Oil Prices Remain Steady Above $50.00 Amidst OPEC+ Output Cut
Oil prices continued trading on Friday with price increases, boosted by Saudi Arabia’s voluntary oil production cut decision to end friction between OPEC+ countries on output cut rates.
International benchmark Brent crude was trading at $54.74 per barrel at 0702 GMT for a 0.66% rise after closing Wednesday at $54.38 a barrel.
American benchmark West Texas Intermediate (WTI) traded at $51.16 per barrel at the same time for a 0.64% increase after it ended the previous session at $50.83 a barrel.
Prices fluctuated between $54-55 a barrel, resulting from the OPEC+ decision to cut production by more than expected in February and March. This move relieved markets threatened by low oil demand amid the ongoing lockdowns and strict containment measures.

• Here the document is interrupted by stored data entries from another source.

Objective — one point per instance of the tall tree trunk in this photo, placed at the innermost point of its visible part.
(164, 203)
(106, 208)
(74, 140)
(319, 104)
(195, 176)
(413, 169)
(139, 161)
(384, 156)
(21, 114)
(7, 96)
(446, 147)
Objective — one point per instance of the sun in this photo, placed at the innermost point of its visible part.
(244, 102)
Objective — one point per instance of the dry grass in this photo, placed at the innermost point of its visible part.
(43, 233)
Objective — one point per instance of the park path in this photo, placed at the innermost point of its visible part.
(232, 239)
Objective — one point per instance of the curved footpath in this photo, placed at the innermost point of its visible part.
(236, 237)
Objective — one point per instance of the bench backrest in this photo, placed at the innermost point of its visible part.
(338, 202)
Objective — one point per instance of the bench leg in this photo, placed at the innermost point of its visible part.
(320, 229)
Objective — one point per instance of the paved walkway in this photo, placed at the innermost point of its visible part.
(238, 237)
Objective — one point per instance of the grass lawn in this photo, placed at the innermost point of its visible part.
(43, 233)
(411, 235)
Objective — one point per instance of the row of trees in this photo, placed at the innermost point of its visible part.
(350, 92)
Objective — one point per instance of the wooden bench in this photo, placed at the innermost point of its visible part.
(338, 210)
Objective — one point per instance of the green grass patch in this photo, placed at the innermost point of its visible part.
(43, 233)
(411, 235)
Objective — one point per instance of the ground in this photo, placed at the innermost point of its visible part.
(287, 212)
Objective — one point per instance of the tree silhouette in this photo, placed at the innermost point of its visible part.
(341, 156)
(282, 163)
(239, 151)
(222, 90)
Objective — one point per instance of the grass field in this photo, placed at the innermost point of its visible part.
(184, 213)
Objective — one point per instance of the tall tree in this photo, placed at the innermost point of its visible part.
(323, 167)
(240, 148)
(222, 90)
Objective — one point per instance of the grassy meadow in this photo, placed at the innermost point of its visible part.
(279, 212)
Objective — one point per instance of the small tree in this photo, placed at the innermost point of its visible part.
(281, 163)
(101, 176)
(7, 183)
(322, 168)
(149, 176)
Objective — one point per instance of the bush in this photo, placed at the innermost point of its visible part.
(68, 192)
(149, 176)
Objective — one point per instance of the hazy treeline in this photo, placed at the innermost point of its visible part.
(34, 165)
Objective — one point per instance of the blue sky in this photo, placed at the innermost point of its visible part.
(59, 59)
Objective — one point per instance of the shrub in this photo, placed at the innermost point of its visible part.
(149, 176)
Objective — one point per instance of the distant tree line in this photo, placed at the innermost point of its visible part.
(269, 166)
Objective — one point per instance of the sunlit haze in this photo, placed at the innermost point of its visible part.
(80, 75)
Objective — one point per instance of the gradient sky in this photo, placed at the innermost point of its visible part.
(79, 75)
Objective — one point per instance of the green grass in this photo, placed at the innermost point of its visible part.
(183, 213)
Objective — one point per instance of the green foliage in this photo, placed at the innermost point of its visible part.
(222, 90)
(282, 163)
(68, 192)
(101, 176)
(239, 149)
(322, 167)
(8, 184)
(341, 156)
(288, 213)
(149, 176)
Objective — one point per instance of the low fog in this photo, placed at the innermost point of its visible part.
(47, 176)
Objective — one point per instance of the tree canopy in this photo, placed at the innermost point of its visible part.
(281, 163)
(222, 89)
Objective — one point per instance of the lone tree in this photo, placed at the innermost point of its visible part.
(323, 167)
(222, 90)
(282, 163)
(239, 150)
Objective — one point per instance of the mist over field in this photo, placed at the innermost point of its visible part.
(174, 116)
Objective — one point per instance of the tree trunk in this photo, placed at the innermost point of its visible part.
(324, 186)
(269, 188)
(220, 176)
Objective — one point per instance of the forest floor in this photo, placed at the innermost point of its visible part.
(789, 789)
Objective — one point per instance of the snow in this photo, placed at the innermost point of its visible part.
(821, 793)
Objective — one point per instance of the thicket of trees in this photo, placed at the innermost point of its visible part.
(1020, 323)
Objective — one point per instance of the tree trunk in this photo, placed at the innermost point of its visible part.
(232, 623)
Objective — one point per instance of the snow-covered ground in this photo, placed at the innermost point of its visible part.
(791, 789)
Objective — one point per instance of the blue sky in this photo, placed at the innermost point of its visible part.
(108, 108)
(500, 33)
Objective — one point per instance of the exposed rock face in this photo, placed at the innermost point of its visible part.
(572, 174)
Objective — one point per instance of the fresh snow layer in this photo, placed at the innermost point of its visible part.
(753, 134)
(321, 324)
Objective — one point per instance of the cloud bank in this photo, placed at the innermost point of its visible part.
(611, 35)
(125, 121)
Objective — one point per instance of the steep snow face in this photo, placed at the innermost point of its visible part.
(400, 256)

Oil prices reached 11-month highs on Thursday, supported in the short term by the US clashes in the Capitol, but mainly driven by the surprise production cut decision of the Organization of Petroleum Exporting Countries (OPEC) and some non-OPEC producer countries, known as OPEC+.
In order to solve the differences between OPEC member countries, some of which were in favor of higher production levels, Saudi Arabia, the de-facto OPEC leader and a major driver of OPEC+ production cuts, said it would voluntarily reduce its production in February and March by 1 million barrels per day (bpd).
Russia and Kazakhstan will collectively increase their output by 75,000 bpd while the rest of the group will hold output steady.
OPEC+ is currently cutting its output by 7.2 million bpd in January.
After Saudi Arabia’s voluntary reduction, the group’s production cut will now be 8.125 million bpd in February and 8.05 million bpd in March, meaning that OPEC+ will reduce its output in February by 925,000 bpd and 850,000 bpd in March relative to output rates in January.
To positively support prices, the US first-time claims for unemployment benefits last week fell by 3,000 to 787,000, a sign that the job market is beginning its rebound from the coronavirus pandemic.